ここで、分散媒としては、水、あるいはヘキサン、トルエン、p-キシレン、メタノール等を用いることができる。
【0015】
そして、このスラリーを混練した後(ステップS106)、スラリーを型に注入し、所定方向の磁場をかけながら圧縮成形することで磁場中成形を行う(ステップS107)。
この後、得られた成形体を焼成して焼結させることで、フェライト磁石を得る(ステップS108)。この後、所定形状への加工を経て、製品としてのフェライト磁石が完成する(ステップS109〜S110)。
【0016】
図2、図3は、上記したようなステップS107の磁場中成形を行う工程で用いる磁場中成形装置10の概略構成を示す図である。
磁場中成形装置10は、所定濃度に調製されたスラリーに対し、磁場中で圧縮成形を施すことで、フェライト粒子を配向させ、所定形状のフェライト磁石を形成するものである。図2に示すように、この磁場中成形装置10は、複数のフェライト磁石を多数個取りで形成するため、複数のキャビティ11を有している。
【0017】
図3は、この磁場中成形装置10の一つのキャビティ11を対象とした断面図である。この図3に示すように、磁場中成形装置10には、金型12として上型12A、下型12B、臼型12Sが備えられている。上型12Aは、臼型12Sと対向するように設けられ、下型12Bは、臼型12Sに形成された孔に下方から挿入されて設けられている。上型12A、下型12Bの少なくとも一方は、図示しない駆動シリンダ等を駆動源として、上型12A、下型12Bを互いに接近・離間させる方向に動作可能となっている。本実施の形態においては、下型12Bが、上型12Aに対し所定のストロークで上下動するようになっている。
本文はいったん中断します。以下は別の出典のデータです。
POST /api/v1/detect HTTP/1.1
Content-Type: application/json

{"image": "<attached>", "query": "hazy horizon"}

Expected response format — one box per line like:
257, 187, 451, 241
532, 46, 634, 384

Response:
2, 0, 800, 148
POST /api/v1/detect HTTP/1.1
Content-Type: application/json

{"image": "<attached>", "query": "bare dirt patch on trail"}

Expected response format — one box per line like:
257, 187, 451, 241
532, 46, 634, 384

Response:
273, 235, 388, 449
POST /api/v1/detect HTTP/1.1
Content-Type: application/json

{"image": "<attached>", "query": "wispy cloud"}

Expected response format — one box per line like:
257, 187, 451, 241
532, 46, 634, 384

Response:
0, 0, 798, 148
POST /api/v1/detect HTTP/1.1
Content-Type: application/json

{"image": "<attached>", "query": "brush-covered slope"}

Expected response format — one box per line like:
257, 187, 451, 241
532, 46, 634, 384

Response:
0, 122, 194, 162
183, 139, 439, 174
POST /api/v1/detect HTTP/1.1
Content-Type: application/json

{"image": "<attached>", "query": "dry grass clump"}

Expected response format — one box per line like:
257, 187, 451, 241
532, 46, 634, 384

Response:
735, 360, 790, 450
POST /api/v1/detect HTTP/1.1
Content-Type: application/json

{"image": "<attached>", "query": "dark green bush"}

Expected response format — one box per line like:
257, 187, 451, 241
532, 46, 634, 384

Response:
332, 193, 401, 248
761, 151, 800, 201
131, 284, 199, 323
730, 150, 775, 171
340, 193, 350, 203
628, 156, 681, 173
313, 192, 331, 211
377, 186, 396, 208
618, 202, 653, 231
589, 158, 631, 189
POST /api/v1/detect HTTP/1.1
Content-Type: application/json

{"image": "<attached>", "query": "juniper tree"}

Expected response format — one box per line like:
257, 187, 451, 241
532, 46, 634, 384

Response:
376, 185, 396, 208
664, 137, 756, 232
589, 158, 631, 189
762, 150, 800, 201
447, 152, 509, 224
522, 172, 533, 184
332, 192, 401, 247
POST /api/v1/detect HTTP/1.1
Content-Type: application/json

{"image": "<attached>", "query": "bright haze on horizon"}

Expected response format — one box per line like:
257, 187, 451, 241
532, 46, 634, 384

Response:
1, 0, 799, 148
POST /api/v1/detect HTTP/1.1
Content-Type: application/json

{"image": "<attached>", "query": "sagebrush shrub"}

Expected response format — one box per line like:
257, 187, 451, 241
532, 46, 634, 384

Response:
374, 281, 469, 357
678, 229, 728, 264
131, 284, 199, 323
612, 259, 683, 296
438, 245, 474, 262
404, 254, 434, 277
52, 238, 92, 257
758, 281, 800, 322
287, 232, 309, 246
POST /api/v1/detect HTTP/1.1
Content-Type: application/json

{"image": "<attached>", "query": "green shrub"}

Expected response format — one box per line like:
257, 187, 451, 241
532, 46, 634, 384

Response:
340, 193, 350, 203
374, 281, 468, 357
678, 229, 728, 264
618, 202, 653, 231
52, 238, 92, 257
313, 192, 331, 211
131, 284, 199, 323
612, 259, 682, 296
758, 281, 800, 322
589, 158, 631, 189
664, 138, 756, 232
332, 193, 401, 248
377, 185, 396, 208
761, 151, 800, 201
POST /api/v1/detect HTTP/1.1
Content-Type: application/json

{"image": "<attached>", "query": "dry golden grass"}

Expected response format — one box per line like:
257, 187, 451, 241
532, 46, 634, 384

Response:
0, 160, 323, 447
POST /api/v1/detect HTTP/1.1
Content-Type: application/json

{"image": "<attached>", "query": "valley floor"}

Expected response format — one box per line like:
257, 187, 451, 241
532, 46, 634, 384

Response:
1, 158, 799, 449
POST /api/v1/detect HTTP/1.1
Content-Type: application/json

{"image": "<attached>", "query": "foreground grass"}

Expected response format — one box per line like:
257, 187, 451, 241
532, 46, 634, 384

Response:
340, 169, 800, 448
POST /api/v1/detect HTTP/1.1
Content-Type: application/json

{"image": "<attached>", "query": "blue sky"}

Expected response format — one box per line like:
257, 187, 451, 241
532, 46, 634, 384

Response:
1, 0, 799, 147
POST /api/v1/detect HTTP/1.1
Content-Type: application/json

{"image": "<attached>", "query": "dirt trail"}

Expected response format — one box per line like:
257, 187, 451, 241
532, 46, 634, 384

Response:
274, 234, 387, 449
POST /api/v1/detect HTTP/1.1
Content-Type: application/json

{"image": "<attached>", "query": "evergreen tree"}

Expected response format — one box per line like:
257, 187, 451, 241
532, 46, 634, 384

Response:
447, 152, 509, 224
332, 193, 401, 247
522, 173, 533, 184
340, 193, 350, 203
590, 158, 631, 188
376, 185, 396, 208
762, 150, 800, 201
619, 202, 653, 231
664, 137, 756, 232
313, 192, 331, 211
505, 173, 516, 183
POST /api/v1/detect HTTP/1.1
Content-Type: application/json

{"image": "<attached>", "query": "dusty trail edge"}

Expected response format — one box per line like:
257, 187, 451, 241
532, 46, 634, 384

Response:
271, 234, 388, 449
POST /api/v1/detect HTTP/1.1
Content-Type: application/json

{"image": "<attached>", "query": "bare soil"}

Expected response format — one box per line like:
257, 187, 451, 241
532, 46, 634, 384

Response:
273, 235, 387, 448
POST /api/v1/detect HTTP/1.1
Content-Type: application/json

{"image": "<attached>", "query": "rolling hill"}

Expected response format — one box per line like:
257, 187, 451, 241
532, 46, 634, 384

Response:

また、臼型12Sは、固定されていてもよいし、上下動可能でも良い。
【0018】
図2に示したように、臼型12Sには、個々のキャビティ11にスラリーを注入するための注入パス13が形成されている。この注入パス13は、外部に設けられた材料容器14から、材料供給管15を介し、ポンプ16によって送り込まれるスラリーを、個々のキャビティ11に分配・注入するようになっている。
【0019】
図3に示したように、個々の下型12Bは、そのストローク終端位置において、キャビティ11にて、スラリーを所定の形状に圧縮成形するようになっている。ここで、臼型12Sには、下型12Bとの隙間をシールするシール部材17が設けられている。
上型12Aと臼型12Sの合わせ面には、キャビティ11からスラリーに含まれる水分を排出するための濾布18が挟み込まれている。スラリーに含まれる水分は、濾布18を伝い、上型12Aと臼型12Sの合わせ面から上型12Aおよび臼型12Sの外部に導き出され、これによって脱水がなされるようになっている。
そして、上型12Aの近傍には、図示しない磁界発生コイル等の磁場発生源が設けられており、所定の方向の磁場を加えることができるようになっている。
【0020】
さて、このような金型12においては、上型12Aはステンレス鋼、下型12Bをステライト鋼で形成し、臼型12Sを超硬材で形成した。
そして、下型12Bにおいて、キャビティ11の内周面を形成する部分には、被膜30を形成した。この被膜30は、その硬度は、微粉砕粉末の硬度よりも高く、微粉砕粉末の硬度の2倍以上の硬度とするのが特に好ましい。本実施の形態において、微粉砕粉末のビッカース硬度はHv=800程度であるため、被膜30は、ビッカース硬度がHv=1600以上とするのが好ましく、Hv=2000以上とするのがより好ましく、特に好ましいのはHv=3000以上である。また、被膜30の摩擦係数は、なるべく小さくするのが好ましく、具体的には摩擦係数μ=0.2以下とするのが好ましい。このような条件を満足する被膜30の材料としては、硬質炭素系材料があり、リン、珪素、タングステン、クロム等の添加元素が配合されたものであっても良い。被膜30を形成する硬質炭素系材料として特に好ましいのは、Hv=3000以上、摩擦係数μ=0.2以下とすることのできるダイヤモンド状炭素被膜(ダイヤモンドライクカーボン)である。ダイヤモンド状炭素被膜は、炭化水素ガスを高真空中のアーク放電プラズマで分解し、プラズマ中のイオン等を被膜形成対象物(本実施の形態の場合は下型12B)に衝突させることによって形成されるもので、緻密なアモルファス構造をなして、結晶粒界のない非常に平滑度の高い表面を形成し、同様に高硬度でかつ低摩擦係数を有するCrN被膜、TiN被膜、TiCN被膜、TiCrN被膜等と比較しても、際立つ高硬度、低摩擦係数となっている。
【0021】
上記したような構成の磁場中成形装置10では、前記のステップS106で混練されたスラリーが、ポンプ16によって、材料容器14から材料供給管15、注入パス13を通り、上型12A、下型12B間の各キャビティ11に分配・供給される。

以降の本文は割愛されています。